Logandale resident Billy Mildice stated that the problem could be solved if people in the area would not ride their ATVs across the property.
“I think the trouble is that the people who live in that area take their ATVs riding up and down, right across the street from the Metro officer that lives in the subdivision,” Mildice said. “I think that if you could stop that, you could get rid of that dirt berm and the people could walk as it is supposed to be used, and not as a vehicle path.”
“Why not as a vehicle path?” asked MVTAB Ann Markle.
“Because there is no road there,” Mildice said. “And if there is a road you have to keep the dust down.”
“But that is really a non-issue,” Houston said. “The whole ball field area is dirt. There will be a dust problem everywhere there.”

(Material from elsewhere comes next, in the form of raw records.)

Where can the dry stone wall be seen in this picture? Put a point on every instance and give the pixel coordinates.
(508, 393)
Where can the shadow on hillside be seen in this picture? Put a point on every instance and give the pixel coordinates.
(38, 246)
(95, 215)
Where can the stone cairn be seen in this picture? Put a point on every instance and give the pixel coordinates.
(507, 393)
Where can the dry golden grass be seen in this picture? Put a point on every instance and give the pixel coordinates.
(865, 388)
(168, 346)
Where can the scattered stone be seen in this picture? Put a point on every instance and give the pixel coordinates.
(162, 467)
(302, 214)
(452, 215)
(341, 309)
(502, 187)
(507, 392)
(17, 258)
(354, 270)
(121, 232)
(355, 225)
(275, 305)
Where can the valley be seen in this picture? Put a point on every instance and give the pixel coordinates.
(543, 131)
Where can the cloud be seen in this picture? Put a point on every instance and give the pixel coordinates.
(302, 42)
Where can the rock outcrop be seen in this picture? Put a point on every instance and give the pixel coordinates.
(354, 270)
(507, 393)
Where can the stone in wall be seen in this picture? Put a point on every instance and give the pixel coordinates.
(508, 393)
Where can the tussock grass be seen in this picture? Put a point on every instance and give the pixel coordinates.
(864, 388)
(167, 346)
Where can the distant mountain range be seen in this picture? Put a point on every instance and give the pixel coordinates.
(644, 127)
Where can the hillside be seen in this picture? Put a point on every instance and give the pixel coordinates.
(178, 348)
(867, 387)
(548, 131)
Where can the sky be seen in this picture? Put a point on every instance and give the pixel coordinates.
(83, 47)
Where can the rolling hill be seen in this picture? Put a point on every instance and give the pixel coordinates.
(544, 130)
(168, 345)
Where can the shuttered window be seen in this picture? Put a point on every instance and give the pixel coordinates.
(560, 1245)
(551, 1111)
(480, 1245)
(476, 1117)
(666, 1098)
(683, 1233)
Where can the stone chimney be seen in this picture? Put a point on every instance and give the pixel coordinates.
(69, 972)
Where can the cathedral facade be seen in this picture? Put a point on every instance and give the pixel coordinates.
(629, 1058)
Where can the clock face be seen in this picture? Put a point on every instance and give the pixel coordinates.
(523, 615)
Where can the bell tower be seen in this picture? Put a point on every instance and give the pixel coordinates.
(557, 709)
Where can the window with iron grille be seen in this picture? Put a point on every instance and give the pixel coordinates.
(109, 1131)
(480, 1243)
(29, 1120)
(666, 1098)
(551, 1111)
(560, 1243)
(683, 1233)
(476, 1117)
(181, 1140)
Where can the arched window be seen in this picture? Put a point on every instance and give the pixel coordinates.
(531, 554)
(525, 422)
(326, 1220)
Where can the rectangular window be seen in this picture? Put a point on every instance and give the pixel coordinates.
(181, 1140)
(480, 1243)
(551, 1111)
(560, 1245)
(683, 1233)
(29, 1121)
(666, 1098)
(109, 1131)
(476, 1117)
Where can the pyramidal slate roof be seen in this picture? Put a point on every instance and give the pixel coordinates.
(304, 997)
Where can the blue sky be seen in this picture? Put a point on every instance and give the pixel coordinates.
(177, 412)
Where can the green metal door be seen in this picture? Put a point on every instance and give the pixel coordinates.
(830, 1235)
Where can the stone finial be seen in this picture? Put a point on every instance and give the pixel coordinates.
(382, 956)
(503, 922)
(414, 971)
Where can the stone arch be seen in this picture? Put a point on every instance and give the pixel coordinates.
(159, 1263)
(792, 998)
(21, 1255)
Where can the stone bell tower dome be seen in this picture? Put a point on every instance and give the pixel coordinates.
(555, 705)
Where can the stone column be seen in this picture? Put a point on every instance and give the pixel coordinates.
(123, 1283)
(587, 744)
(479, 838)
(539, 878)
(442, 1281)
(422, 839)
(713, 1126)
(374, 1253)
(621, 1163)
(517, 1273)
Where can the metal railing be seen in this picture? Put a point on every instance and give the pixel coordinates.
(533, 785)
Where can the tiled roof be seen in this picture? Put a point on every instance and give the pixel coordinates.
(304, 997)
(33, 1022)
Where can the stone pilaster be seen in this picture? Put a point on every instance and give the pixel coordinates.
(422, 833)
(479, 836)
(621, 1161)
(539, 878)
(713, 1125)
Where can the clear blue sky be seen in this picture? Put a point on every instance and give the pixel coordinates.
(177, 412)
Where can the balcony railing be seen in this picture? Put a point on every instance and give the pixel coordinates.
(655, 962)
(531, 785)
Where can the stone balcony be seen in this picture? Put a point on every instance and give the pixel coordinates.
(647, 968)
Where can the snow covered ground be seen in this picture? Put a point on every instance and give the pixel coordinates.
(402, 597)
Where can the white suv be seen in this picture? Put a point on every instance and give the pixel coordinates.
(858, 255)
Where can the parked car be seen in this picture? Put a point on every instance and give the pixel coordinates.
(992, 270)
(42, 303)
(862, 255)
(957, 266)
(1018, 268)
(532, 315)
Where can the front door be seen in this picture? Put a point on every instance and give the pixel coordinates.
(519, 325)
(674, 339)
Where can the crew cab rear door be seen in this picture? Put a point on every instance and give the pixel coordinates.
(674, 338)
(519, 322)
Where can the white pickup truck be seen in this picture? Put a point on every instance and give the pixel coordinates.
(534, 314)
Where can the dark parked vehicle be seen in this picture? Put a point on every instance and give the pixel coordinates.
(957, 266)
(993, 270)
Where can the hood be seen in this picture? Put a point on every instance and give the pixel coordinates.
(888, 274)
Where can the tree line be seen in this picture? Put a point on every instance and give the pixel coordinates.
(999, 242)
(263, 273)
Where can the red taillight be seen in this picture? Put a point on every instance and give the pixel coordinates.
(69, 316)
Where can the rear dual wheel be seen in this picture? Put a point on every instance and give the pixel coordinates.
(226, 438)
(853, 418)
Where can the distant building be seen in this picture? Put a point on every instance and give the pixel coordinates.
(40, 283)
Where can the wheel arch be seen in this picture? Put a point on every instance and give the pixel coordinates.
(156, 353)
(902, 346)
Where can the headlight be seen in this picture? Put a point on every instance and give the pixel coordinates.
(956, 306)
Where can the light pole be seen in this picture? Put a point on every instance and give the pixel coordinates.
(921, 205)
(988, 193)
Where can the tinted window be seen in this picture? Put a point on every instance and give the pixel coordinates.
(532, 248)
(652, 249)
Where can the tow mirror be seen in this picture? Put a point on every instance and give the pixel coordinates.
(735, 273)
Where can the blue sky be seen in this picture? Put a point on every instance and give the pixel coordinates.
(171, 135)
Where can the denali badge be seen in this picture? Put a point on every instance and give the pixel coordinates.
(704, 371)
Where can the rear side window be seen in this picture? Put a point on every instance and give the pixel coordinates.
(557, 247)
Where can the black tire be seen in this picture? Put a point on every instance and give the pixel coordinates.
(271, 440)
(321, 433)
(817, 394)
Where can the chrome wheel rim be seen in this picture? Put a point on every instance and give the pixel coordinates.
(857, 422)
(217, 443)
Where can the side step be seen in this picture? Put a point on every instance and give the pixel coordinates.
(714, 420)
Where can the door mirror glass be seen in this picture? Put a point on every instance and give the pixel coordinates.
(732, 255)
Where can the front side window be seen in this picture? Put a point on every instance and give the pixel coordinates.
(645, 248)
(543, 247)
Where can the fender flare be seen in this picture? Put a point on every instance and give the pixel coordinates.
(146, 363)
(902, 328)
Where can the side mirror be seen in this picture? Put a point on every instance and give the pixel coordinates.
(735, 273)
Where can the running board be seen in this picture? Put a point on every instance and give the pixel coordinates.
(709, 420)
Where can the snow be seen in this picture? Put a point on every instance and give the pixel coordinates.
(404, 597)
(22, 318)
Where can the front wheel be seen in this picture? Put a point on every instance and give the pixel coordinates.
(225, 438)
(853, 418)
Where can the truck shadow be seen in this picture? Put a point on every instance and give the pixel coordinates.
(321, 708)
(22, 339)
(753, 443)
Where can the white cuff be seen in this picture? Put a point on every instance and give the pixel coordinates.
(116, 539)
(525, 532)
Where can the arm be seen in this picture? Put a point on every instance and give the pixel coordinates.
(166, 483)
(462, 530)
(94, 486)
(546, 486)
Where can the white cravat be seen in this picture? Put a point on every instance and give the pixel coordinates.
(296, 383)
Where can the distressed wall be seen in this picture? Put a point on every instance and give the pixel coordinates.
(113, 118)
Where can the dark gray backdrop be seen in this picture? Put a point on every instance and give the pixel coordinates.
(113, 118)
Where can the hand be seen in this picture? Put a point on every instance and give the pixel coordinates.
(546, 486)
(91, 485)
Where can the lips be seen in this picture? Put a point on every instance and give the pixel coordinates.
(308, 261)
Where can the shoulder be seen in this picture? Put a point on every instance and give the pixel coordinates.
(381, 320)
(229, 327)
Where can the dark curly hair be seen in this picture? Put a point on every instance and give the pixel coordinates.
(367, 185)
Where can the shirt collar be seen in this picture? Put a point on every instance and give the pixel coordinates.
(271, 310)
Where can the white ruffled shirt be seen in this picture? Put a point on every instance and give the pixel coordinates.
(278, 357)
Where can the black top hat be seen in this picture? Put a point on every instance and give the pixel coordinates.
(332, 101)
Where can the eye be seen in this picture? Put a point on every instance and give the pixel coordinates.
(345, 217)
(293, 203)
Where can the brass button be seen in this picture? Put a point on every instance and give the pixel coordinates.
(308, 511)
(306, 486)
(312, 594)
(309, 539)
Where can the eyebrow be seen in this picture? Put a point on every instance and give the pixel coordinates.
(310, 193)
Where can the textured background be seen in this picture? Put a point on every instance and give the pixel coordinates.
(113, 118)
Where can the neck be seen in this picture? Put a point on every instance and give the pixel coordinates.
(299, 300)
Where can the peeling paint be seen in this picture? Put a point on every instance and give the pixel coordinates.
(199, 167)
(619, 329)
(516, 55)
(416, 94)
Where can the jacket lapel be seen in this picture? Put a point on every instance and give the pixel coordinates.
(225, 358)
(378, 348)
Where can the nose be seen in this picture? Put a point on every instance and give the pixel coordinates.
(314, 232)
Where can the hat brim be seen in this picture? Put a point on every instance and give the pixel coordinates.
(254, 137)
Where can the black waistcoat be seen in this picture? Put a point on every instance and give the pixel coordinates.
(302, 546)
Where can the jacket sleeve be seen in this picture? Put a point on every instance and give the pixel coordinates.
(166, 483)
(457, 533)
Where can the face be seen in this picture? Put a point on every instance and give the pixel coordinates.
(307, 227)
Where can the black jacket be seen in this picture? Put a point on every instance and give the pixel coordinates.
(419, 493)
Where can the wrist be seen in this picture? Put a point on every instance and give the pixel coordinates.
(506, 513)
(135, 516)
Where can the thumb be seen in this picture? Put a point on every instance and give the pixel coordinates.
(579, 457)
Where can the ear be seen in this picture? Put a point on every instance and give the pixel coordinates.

Neighboring resident Mike Cope agreed.
“I called Tom (Collins) and spoke to him and he said this was about dust control,” Cope said. “I said: If you want dust control, Tom, pave the parking lot because there are a lot of cars and trucks coming to games there. Sometimes they do donuts and peel out. The thing is, you’ll never control the dust until you pave it. It’s never going to happen.”
Speaking of dust control, neighboring resident Ben Cornwall expressed frustration that county crews had hastily built the structure without complying to standards.
“Yes, County Public Works has some exemptions,” he said. “They don’t need to pull permits or have contractors licenses. But one thing they still have to meet is building standards. There is no way that berm meets the development standards of Clark County. I’d be interested to know how a structure like that gets built without any dust control measures, without flood control planning, without a traffic study. All of those things, any of us private citizens would have to go through if we wanted to build something like that. There is no private person who could do anything like what was done here. (The county) should not be exempt from those standards.”
Cope agreed. “I told Tom that if you want to do something over there, then come up with a plan,” Cope said. “Then we can all meet with the town board and have the engineer there and see what they want to do. But that is not going to happen because you don’t have the funds. So we want you to just put the area back the way it was. Then we will be fine with that.”
Nelson expressed amazement at how quickly county crews had responded to the complaint. “All this came from just one complaint and we go that much action?” he said. “I’ve made a lot of complaints to the county over the years and I’ve gotten a lot of people calling in about them hoping for action. But I’ve usually got nothing. This is amazing!”
MVTAB chairperson Judy Metz requested that the matter be placed on the next board meeting agenda.
But Houston felt that this was not enough. “I think that is fine (to agendize it), we can do that,” he said. “But this all got done over a single complaint and done suddenly over a weekend. And now here we are going to wait more than a month to discuss it at our next meeting!”
“I agree,” said Markle. “It was done in a day or two. It should be fixed before we even meet again.”
Ridondo pledged to start working on the problem immediately.
“Ok, but I still want it on our next agenda,” Metz said. “And by then you can say either that the issue has been taken care of or report on what the plans are for taking care of it.”